In one of Hollywood's most infamous stories of excess, Belushi recognised Fisher as a kindred spirit and brought her into his inner circle before his death from cocaine and heroin.
"Hanging out with them didn't help and John actually recognised it in me," she said.
"He said to me once, 'You and I, we're alike, we're not like them', referring to his wife and Danny (Aykroyd).
"Slowly I realised I was doing a bit more drugs than other people and losing my choice in the matter."
In 2010, she recognised she would likely have died years earlier if she'd had more access to her vices.
"The stuff I liked was very hard to get hold of. If I'd been addicted to booze I'd be dead now because you just go out and get it," she said.
"Because my drugs were illegal, or the amounts I wanted to do were illegal, it made it more difficult for me to get in trouble."
Her drug use, personal insecurities and swinging stages of depression reportedly helped bring down her "explosive" marriage to musician Paul Simon in 1983.
According to Homeward Bound: The Life of Paul Simon, a biography by Peter Ames Carlin, Fisher was "heavily involved" with drugs when the pair first met.
"Once they saw each other, no one else mattered to either of them," Carlin wrote.
"Carrie added velocity to [Paul's] life, a kind of wild energy that often set him alight and sometimes made him scream."
But the highs came with some plunging lows.
"[Paul] didn't want to have to deal with Carrie when she came pin-balling home with Christ only knew what powders and pills sizzling inside her feverish skull," Carlin wrote.
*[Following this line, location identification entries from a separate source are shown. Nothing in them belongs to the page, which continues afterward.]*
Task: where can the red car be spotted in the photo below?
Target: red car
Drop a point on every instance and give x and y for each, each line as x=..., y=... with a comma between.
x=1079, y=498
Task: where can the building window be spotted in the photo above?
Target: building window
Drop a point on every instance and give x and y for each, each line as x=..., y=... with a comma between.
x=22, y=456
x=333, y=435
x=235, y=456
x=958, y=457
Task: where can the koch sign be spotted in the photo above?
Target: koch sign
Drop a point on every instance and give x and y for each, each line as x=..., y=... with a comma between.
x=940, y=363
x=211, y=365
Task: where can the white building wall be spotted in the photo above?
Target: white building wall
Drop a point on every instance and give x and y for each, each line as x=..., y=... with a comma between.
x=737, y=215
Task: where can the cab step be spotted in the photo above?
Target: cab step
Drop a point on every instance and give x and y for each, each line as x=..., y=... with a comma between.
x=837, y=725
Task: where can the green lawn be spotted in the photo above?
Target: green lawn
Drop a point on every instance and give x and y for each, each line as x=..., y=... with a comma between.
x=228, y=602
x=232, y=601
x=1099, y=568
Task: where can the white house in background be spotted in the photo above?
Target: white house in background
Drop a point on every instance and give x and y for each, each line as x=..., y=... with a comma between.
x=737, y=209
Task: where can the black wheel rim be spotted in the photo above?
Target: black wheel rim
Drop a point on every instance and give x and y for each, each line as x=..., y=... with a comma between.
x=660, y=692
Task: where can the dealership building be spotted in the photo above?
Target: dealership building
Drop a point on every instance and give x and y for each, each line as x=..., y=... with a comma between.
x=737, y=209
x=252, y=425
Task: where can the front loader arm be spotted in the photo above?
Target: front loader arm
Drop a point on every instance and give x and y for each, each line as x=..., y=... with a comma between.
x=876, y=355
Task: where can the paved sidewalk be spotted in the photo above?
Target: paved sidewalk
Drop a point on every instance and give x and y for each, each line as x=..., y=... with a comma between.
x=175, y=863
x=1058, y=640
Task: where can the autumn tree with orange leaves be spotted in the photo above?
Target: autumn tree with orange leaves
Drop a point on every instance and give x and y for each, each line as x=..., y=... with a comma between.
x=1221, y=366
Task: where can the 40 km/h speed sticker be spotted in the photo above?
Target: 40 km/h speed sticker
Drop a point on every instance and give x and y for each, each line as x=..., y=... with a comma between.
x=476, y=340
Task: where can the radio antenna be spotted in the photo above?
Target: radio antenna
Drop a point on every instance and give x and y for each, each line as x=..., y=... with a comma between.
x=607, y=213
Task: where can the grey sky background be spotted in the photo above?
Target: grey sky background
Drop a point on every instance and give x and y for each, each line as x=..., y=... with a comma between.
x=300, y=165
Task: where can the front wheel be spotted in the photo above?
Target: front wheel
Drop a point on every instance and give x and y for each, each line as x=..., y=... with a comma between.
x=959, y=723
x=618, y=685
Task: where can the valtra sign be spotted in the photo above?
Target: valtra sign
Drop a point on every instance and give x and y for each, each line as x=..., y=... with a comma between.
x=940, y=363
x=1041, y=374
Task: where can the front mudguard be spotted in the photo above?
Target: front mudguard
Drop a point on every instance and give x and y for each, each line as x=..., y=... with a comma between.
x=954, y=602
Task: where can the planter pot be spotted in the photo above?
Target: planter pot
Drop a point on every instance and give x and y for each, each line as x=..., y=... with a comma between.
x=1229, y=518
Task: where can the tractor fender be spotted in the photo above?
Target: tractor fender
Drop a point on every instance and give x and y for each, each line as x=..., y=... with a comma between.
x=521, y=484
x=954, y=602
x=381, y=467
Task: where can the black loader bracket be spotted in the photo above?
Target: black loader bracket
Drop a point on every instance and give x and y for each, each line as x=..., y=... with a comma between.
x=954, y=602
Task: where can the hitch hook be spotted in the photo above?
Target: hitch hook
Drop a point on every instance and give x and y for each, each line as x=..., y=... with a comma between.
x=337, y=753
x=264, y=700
"Then it would be her turn to crash back to earth, ashamed of her wild moods and indulgences, suddenly convinced she had neither the brains nor the maturity to keep up with her older genius boyfriend."
Though the stars divorced in 1984, their relationship continued on and off for several years.
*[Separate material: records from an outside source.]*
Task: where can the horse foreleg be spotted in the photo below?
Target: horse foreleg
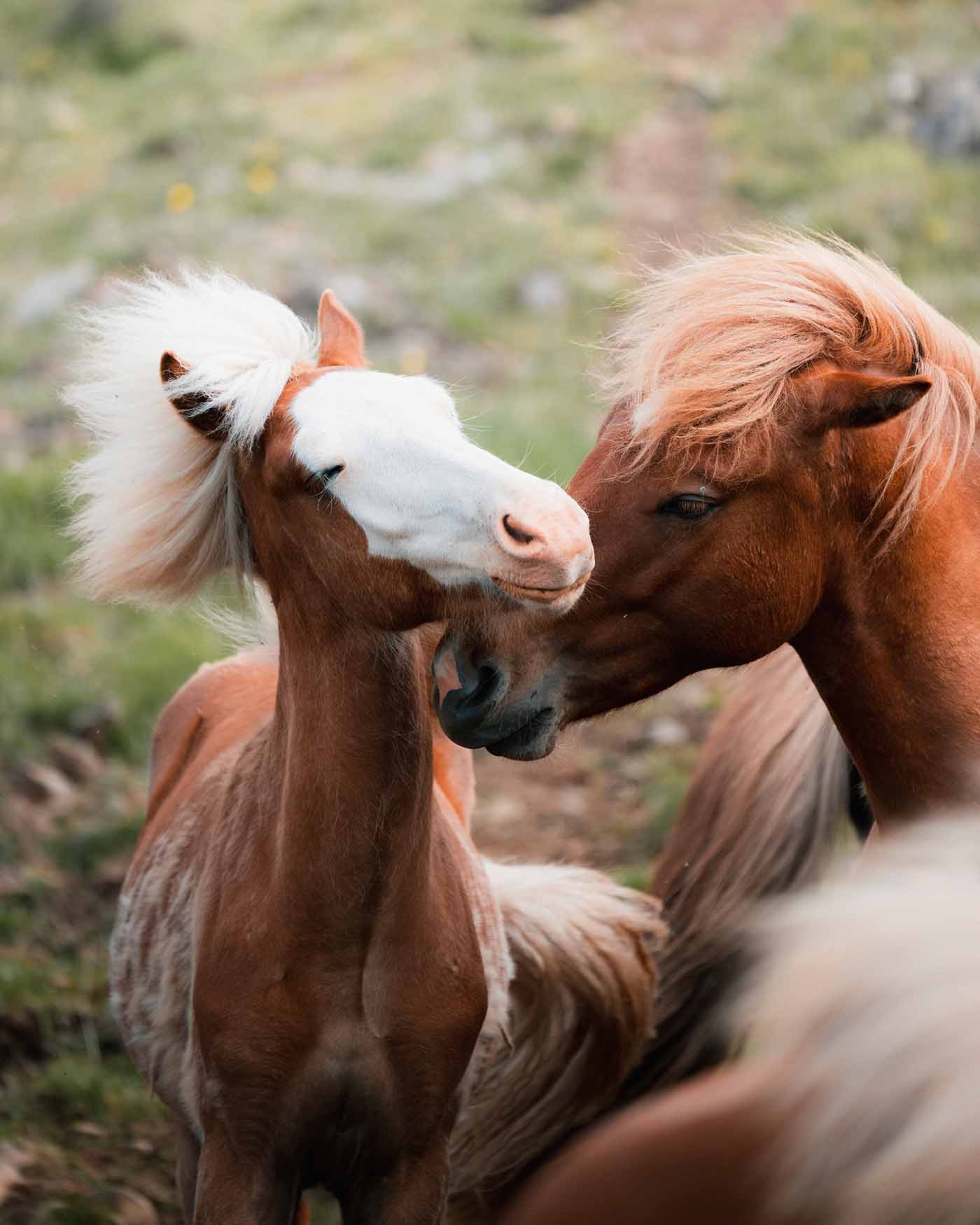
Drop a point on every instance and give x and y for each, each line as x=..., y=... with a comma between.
x=414, y=1194
x=240, y=1187
x=188, y=1154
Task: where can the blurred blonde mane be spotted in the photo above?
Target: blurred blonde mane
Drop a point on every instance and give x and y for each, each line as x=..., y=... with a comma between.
x=160, y=504
x=710, y=354
x=867, y=1004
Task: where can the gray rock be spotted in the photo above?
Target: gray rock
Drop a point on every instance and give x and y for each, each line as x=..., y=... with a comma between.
x=543, y=290
x=946, y=113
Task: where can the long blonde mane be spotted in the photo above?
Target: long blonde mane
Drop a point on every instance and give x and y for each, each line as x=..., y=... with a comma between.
x=867, y=1002
x=708, y=356
x=161, y=510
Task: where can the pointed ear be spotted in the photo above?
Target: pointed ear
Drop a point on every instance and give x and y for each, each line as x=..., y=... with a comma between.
x=854, y=400
x=191, y=406
x=341, y=338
Around that time, Fisher was diagnosed with bipolar disorder, and began using her platform to become an advocate for mental health awareness.
In 2005, tragedy struck when her friend and fellow addict R Gregory Stevens was found dead in her bed after a night of drug-taking.
She later told Vanity Fair she blamed herself, saying: "I was in shock for months.
"I thought I had killed him because it had happened on my watch and I had failed to save him."